PETALING JAYA: The head of the national teachers’ union has declared his support for an MIC move to use legal means to remove the novel “Interlok” from the school reading list.
Hashim Adnan, president of the National Union for the Teaching Profession (NUTP), said it was “not right for the book to be used as a textbook” for Malay literature students in Form Five.
He also criticised Utusan Malaysia for trying to whip up emotion among supporters of the book.
MIC’s S Vell Paari told FMT yesterday that he would seek a court order compelling the Education Ministry to discard Interlok and to disclose how it came to choose it as compulsory reading for Form Five students.
Paari is a member of the party’s central working committee.
Hashim said he supported Paari’s move in the interest of maintaining racial harmony. He described the novel as “sensitive to the Indian community”.
In a front-page report today, Utusan Malaysia quoted the novel’s author, national laureate Abdullah Hussain, as saying he had been misunderstood. The report featured a photograph of Abdullah weeping.
Commenting on this, Hashim said: “Do we sympathise with one laureate or one whole generation of one community?”
The Consensus Council of the National Parent-Teacher Association (PIBGN), one of the NGOs supporting Interlok, has urged the Education Ministry to host a roundtable conference on the book.
“Questioning the use of the book is equivalent to questioning the ministry’s credibility,” said its president, Mohd Ali Hasan.
He said it was Paari’s right to file his suit, but added that he did not think going to court was the best means of resolving the issue.
He said PIBGN would host an open forum on the controversy in a fortnight’s time at Rumah Universiti in Petaling Jaya.
‘Good book’
The Federation of Malay Writers Associations (Gapena) and the National Writers Association (Pena) also declared today that they would continue to defend the book, but would let Paari do as he pleased.
Pena would submit a memorandum to the Education Minister Muyhiddin Yassin today to express its support for the book, said its president, Mohamad Saleeh Rahamad.

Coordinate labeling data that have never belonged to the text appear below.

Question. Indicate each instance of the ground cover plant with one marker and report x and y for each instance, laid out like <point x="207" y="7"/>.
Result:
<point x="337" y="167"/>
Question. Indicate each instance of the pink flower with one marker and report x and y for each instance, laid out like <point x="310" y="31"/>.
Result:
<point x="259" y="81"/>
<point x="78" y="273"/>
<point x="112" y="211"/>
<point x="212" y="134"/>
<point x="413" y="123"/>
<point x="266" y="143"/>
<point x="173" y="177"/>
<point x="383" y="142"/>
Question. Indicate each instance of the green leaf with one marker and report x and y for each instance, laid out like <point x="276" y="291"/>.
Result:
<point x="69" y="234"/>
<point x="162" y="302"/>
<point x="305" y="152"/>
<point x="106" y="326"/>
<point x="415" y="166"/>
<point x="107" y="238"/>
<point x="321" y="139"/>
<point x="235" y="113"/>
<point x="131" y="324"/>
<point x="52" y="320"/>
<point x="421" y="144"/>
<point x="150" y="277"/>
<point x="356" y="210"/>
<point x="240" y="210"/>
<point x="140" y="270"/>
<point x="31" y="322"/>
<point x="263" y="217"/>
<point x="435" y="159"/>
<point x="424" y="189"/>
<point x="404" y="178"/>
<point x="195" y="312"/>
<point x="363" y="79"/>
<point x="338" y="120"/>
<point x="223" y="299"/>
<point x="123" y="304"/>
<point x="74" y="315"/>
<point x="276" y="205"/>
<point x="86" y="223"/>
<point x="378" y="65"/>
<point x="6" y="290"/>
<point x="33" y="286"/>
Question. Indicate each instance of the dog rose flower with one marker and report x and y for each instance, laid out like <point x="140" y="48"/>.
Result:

Gapena’s deputy president, Abdul Latiff Bakar, told FMT: “We are against the removal of Interlok from schools because it is a good book that was written without any bad intention.”
The Kavyan Writers Association, representing Indians who write in Malay, is the only writers’ group so far that has shown support for Paari’s court action.
Its president, Uthaya Sankar SB, said the use of the word “pariah” in the novel was an affront to 1Malaysia.
He suggested that Paari also form a core group of writers and scholars to back him in his campaign against the book’s use in schools.